Windows speech-to-text fork with enhancements — local faster-whisper, natural typing simulation, global hotkey, media pause, system tray. No cloud, no account.

Python faster-whisper PyAutoGUI Windows APIs

Problem

Commercial dictation tools either ship audio to the cloud (privacy concern) or feel robotic (instant paste-dump feels unnatural in chat apps).

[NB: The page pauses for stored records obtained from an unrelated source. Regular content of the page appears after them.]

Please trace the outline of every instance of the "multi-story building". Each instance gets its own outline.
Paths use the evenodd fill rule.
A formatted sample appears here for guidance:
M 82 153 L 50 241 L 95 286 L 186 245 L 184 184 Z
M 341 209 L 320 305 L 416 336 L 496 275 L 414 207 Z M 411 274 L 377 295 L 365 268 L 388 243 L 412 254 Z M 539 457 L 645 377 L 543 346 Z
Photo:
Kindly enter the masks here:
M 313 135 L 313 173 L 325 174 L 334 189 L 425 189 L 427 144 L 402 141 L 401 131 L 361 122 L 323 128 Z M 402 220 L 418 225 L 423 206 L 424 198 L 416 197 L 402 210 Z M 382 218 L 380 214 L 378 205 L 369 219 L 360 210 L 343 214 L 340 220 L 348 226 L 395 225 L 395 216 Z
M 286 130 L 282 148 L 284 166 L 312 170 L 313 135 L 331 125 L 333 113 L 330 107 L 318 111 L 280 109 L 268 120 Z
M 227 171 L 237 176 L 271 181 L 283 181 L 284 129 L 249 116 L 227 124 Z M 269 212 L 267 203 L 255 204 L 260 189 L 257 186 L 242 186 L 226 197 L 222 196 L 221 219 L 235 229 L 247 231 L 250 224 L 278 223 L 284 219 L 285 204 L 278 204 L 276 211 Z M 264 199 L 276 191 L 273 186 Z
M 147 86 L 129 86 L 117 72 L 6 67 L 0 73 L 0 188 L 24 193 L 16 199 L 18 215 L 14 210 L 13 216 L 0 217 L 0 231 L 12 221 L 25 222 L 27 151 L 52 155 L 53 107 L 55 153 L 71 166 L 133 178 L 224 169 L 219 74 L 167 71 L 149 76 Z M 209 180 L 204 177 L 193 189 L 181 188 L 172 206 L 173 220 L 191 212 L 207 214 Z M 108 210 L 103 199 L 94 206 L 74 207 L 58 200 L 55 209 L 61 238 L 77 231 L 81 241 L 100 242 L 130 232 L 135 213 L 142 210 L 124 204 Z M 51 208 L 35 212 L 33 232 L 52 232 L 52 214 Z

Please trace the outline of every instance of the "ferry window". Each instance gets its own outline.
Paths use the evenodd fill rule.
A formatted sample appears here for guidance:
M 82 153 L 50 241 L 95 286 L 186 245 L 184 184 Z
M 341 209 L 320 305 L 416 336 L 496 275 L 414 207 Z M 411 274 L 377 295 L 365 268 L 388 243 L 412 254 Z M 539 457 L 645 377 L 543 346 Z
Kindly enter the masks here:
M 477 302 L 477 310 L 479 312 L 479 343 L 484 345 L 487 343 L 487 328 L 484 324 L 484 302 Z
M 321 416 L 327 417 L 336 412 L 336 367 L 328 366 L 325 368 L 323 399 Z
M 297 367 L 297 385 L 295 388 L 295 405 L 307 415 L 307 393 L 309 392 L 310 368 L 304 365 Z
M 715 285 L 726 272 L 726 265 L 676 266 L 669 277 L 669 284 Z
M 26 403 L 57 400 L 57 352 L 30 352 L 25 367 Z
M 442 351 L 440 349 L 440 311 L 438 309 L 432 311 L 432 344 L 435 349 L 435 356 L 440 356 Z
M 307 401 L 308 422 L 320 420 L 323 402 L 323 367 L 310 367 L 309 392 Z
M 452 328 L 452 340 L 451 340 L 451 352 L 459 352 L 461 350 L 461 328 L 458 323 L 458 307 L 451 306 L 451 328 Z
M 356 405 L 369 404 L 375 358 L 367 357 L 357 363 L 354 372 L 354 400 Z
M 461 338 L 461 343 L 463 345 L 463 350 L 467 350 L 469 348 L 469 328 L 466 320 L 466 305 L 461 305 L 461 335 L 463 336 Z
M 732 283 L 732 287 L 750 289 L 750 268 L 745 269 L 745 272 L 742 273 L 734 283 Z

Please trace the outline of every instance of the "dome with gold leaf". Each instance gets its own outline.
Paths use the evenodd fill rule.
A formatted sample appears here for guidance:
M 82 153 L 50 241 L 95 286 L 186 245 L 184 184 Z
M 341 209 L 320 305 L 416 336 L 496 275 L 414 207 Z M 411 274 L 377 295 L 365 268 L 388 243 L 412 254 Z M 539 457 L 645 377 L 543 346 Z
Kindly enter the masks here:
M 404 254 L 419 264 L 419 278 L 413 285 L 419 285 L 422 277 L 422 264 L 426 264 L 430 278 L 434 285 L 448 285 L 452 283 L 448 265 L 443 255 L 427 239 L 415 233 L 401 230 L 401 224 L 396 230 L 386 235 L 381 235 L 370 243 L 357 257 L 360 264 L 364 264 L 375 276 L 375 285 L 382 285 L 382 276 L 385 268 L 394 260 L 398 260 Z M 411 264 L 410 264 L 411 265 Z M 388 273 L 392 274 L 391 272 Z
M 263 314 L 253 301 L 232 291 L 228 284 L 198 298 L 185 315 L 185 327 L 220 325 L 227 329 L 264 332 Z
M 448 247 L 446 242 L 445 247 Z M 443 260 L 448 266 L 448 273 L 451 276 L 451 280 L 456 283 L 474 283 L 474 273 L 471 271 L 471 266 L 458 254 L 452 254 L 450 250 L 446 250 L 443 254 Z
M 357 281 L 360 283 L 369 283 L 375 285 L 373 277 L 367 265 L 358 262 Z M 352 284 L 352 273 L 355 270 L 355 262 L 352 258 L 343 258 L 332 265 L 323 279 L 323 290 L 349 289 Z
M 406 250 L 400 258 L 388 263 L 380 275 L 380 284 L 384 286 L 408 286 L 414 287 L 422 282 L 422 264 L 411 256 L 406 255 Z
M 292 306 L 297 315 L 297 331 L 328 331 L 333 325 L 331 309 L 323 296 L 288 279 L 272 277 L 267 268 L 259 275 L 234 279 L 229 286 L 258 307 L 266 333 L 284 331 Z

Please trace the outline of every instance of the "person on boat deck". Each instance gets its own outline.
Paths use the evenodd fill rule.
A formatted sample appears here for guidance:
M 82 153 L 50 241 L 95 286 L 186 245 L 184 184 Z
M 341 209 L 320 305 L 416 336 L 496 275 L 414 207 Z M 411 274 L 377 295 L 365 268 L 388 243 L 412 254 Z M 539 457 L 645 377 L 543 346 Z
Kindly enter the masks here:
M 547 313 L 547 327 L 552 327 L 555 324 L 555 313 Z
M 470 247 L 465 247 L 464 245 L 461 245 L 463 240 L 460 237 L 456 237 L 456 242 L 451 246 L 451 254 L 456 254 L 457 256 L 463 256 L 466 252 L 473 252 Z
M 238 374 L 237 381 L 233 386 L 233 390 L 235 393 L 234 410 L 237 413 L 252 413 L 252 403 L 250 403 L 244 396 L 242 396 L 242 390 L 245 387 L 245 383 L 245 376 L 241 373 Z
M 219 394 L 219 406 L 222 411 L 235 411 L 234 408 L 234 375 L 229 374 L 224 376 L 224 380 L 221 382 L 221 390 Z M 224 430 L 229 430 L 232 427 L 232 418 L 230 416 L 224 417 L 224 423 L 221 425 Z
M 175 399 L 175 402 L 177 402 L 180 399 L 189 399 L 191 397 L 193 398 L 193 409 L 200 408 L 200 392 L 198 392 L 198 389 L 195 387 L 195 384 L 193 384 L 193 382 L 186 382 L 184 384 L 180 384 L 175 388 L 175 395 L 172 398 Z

Existing OSS whisper tools are minimal — no global hotkey behavior, no auto-pause on playing media, no typing simulation.

Solution

Fork and extend an existing whisper-based tool with everyday-use polish:

  • Local faster-whisper — everything runs on the machine, no API calls
  • Natural typing simulation — paces characters with realistic jitter so it reads as typed, not pasted
  • Hold-to-record hotkey — push-to-talk vs toggle mode
  • Media pause — auto-pauses playing audio/video while you dictate so the mic stays clean
  • Audio overlay + system tray — always-visible recording state without a full window

Stack

Python core (faster-whisper), PyAutoGUI for typing output, Windows native APIs for media control and system tray, global keyboard hooks for hotkeys.

Why this matters

Fork-and-extend is underrated. Didn’t rebuild from scratch — took a working foundation, identified real friction in daily use, added only what mattered. Code reads small because the scope was disciplined.